7 Kernel Ridge Regression
7.1 Primal Formulation
\[\min_\beta \|y - X\beta\|^2 + \lambda\|\beta\|^2\]
Solusi: \(\hat{\beta} = (X^TX + \lambda I)^{-1}X^Ty\)
Prediksi: \(\hat{y} = X\hat{\beta} = X(X^TX+\lambda I)^{-1}X^Ty\)
7.2 Dual Formulation
Gunakan identity (Woodbury / push-through):
\[X(X^TX+\lambda I)^{-1} = (XX^T + \lambda I)^{-1}X\]
Definisikan \(K = XX^T\) (Gram matrix, \(K_{ij} = x_i^Tx_j\)):
\[\hat{y} = K(K + \lambda I)^{-1}y\]
Dual coefficients: \(\hat{\alpha} = (K + \lambda I)^{-1}y\)
Prediksi untuk \(x_{new}\): \(\hat{f}(x_{new}) = k_{new}^T\hat{\alpha}\) di mana \(k_{new,i} = k(x_i, x_{new})\)
Sekarang, ganti \(K_{ij} = x_i^Tx_j\) dengan kernel \(k(x_i, x_j)\) → Kernel Ridge Regression!

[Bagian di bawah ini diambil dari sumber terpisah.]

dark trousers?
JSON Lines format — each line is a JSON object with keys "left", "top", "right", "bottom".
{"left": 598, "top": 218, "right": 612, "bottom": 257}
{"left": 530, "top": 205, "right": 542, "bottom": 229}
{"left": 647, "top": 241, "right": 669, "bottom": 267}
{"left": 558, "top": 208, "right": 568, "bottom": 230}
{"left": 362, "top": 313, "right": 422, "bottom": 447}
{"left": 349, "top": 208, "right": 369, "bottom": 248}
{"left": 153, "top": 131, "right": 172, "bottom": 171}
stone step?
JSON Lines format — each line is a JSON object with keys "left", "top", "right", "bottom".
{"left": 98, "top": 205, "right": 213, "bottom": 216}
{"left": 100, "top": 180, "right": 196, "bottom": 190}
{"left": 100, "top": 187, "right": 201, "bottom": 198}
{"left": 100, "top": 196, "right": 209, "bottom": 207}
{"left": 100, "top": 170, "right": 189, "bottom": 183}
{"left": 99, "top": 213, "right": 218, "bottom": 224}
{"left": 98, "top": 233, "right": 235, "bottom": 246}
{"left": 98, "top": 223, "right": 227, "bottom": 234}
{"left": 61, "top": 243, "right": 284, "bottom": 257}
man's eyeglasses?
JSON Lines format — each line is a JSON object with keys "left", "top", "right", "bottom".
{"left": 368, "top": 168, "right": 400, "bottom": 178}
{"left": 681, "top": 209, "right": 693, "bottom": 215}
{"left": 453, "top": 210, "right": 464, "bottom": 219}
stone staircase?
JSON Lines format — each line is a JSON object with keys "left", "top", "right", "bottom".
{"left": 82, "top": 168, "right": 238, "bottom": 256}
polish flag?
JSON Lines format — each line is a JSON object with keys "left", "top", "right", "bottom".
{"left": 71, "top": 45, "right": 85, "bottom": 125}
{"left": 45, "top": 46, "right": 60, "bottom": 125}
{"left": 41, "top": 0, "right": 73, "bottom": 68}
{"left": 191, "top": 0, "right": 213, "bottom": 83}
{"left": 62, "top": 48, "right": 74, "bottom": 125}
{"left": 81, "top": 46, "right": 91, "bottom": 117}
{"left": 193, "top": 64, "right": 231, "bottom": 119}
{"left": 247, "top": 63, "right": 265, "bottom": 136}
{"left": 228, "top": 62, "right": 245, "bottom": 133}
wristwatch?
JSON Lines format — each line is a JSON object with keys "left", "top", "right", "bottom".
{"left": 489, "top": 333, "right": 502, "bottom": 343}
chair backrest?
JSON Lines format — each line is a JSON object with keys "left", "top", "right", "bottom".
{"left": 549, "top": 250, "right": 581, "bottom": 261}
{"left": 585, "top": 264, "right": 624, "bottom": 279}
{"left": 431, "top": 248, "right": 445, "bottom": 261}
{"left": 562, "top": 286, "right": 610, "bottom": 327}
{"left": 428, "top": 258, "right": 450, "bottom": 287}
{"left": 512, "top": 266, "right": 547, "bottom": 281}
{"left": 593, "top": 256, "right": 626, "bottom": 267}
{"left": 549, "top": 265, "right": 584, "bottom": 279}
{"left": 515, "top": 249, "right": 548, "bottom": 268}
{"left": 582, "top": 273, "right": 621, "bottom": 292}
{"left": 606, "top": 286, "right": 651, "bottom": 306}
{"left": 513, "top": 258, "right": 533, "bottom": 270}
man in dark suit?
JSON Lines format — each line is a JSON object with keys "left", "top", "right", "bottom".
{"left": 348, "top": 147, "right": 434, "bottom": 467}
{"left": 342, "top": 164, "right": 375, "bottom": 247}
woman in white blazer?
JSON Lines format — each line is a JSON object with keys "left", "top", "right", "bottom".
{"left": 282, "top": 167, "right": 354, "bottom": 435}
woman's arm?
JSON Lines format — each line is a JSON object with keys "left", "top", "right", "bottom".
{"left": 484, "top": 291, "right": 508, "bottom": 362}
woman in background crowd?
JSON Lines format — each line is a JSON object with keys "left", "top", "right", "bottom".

Primal dengan explicit \(\phi\): \(\min_w \|y - \Phi w\|^2 + \lambda\|w\|^2\)
Dual: \(\hat{\alpha} = (K + \lambda I)^{-1}y\) di mana \(K_{ij} = k(x_i, x_j)\)
8 Worked Example: RBF Kernel Computation
library(kernlab)
library(tidyverse)
# ==========================================
# 1. Manual RBF Kernel Computation
# ==========================================
rbf_kernel <- function(x, z, sigma = 1) {
exp(-sum((x - z)^2) / (2 * sigma^2))
}
# Small dataset: 3 points in R^2
X_data <- matrix(c(1, 1,
2, 1,
1, 2), nrow = 3, byrow = TRUE)
# Compute Gram matrix
n <- nrow(X_data)
sigma <- 1
K <- matrix(0, n, n)
for (i in 1:n) {
for (j in 1:n) {
K[i, j] <- rbf_kernel(X_data[i,], X_data[j,], sigma)
}
}
cat("Gram matrix K (RBF, sigma=1):\n")
print(round(K, 4))
# Verify PSD: eigenvalues should be >= 0
cat("Eigenvalues:", eigen(K)$values, "\n") # Should all be >= 0
# ==========================================
# 2. SVM Classification with kernlab
# ==========================================
# Generate non-linearly separable data (two spirals)
set.seed(123)
n_per_class <- 100
theta <- seq(0, 2*pi, length.out = n_per_class)
x1 <- c(theta * cos(theta), (theta + pi) * cos(theta + pi))
x2 <- c(theta * sin(theta), (theta + pi) * sin(theta + pi))
y_label <- factor(rep(c(1, -1), each = n_per_class))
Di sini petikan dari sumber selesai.